Calculate Statistics for a Sequence Database with Utility Information(SPMF documentation)
This example explains how to calculate statistics for a Sequence Database with Utility Information using the SPMF open-source data mining library.
How to run this example?
- If you are using the graphical interface, (1) choose the "Calculate_stats_for_a_sequence_database_with_utility" algorithm, (2) choose the input file DataBase_HUSRM.txt (3) click "Run algorithm".
- If you want to execute this example from the command line,
then execute this command:
java -jar spmf.jar run Calculate_stats_for_a_sequence_database_with_utility DataBase_HUSRM.txt no_output_file in a folder containing spmf.jar and the input file DataBase_HUSRM.txt. - If you are using the source code version of SPMF, launch the file "MainTestStatsSequenceDatabaseUtility.java" in the package ca.pfv.SPMF.tests.
What is this tool?
This tool is a tool for generating statistics about a sequence database with utility information, as used by algorithms such as HUSRM and USpan.
What is the input?
The input is a sequence database with utility information.
Let's consider the following sequence database consisting of 4 sequences of transactions (s1,s2, s3, s4) and 7 items (1, 2, 3, 4, 5, 6, 7). This database is provided in the text file "DataBase_HUSRM.txt" in the package ca.pfv.spmf.tests of the SPMF distribution.
Sequence | Sequence utility | |
s1 | {1[1],2[4]},{3[10]},{6[9]},{7[2]},{5[1]} | 27 |
s2 | {1[1],4[12]},{3[20]},{2[4]},{5[1],7[2]} | 40 |
s3 | {1[1]},{2[4]},{6[9]},{5[1]} | 15 |
s4 | {1[3],2[4],3[5]},{6[3],7[1]} | 16 |
Each line of the database is a sequence:
- each sequence is an ordered list of transactions, such that transactions are enclosed by {} in this Example
- each transaction contains a set of items represented by integers
- each item is annotated with a utility value (e.g. sale profit), indicated between squared brackets [ ].
- the sum of the utilities (e.g. profit) of all items in the sequence is also indicated (the "sequence utility" column)
What are real-life examples of such a database?

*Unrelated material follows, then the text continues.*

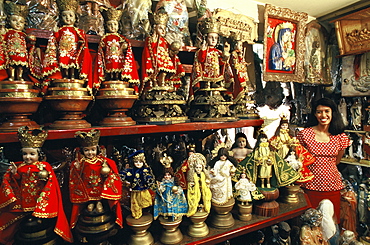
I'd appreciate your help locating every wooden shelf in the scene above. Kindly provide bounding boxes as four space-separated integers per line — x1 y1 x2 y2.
0 119 263 144
152 193 311 244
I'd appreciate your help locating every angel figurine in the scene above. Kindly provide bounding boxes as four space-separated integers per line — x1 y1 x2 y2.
0 126 73 244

A typical example is a database containing sequences of customer transactions. Imagine that each sequence represents the transactions made by a customer. The first customer named "s1" bought items 1 and 2, and those items respectively generated a profit of 1$ and 4$. Then, the customer bought item 3 for 10$. Then, the customer bought item 6 for 9 $. Then, the customer bought items 7 for 2$. Then the customer bought item 5 for 1 $.
What is the output?
The output is statistics about the database. For example, if we use the tool on the previous database given as example, we get the following statistics:
============ SEQUENCE UTILITY DATABASE STATS ==========
File size (MB): 0.00
Number of sequences : 4
Max item: 7
Average number of itemsets per sequence : 3.75 standard deviation: 1.0897247358851685 variance: 1.1875000000000002
Average number of items per itemset : 1.4 standard deviation: 0.6110100926607788 variance: 0.37333333333333346
Average utility per item: 4.666666666666667 standard deviation: 4.734205151099645 variance: 22.41269841269841
Average utility per sequence: 24.5 standard deviation: 10.111874208078342 variance: 102.25
What is the input file format?
The input file format is defined as follows. It is a text file.

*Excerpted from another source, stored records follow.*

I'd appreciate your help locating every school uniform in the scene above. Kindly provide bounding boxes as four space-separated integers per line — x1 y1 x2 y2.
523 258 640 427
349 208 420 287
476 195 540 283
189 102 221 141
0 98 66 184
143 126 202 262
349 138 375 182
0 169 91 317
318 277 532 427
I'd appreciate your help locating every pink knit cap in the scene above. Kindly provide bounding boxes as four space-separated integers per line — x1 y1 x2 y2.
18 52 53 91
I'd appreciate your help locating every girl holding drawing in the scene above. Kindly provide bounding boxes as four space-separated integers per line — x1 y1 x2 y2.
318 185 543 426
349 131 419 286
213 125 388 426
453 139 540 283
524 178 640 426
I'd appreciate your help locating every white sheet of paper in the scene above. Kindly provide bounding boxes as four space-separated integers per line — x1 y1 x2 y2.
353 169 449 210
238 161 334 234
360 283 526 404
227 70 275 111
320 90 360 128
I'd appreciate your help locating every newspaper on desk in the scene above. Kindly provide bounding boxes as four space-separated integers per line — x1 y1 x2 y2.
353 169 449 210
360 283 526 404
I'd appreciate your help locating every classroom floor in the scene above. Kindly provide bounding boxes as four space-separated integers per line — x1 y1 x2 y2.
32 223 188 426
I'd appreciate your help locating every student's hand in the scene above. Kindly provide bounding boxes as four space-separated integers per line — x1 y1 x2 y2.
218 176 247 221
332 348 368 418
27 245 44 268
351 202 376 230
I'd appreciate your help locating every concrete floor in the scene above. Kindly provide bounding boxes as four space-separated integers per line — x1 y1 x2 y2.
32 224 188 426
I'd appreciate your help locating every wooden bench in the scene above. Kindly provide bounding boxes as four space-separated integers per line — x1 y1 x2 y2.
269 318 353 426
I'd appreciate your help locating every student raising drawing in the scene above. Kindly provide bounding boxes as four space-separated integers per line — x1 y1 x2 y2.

- Each line represents a sequence of transactions.
- Each transaction is separated by the keyword -1.
- A transaction is a list of items (positive integers) separated by single spaces and where each item is annotated with a generated sale profit indicated between square brackets [ ]. The sale profit is a positive integer.

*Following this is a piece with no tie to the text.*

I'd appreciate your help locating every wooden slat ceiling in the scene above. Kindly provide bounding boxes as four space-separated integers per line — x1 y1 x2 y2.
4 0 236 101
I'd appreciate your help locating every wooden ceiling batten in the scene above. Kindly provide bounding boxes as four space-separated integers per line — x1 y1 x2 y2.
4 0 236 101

- In a transaction, it is assumed that items are sorted according to some order (eg. alphabetical order).
- Each sequence ends by the keyword "-2". Then, it is followed by the keyword "SUtility:" followed by the sum of the utility (profit) of all items in that sequence.
For example, for the previous example, the input file is defined as follows:
1[1] 2[4] -1 3[10] -1 6[9] -1 7[2] -1 5[1] -1 -2 SUtility:27
1[1] 4[12] -1 3[20] -1 2[4] -1 5[1] 7[2] -1 -2 SUtility:40
1[1] -1 2[4] -1 6[9] -1 5[1] -1 -2 SUtility:15
1[3] 2[4] 3[5] -1 6[3] 7[1] -1 -2 SUtility:16
For example, consider the first line. It means that the first customer nbought items 1 and 2, and those items respectively generated a profit of 1$ and 4$. Then, the customer bought item 3 for 10$. Then, the customer bought item 6 for 9 $. Then, the customer bought items 7 for 2$. Then the customer bought item 5 for 1 $. Thus, this customer has made 5 transaction. The total utility (profit) generated by that sequence of transaction is 1$ + 4$ + 10$ + 9$ + 2$ + 1$ = 27 $.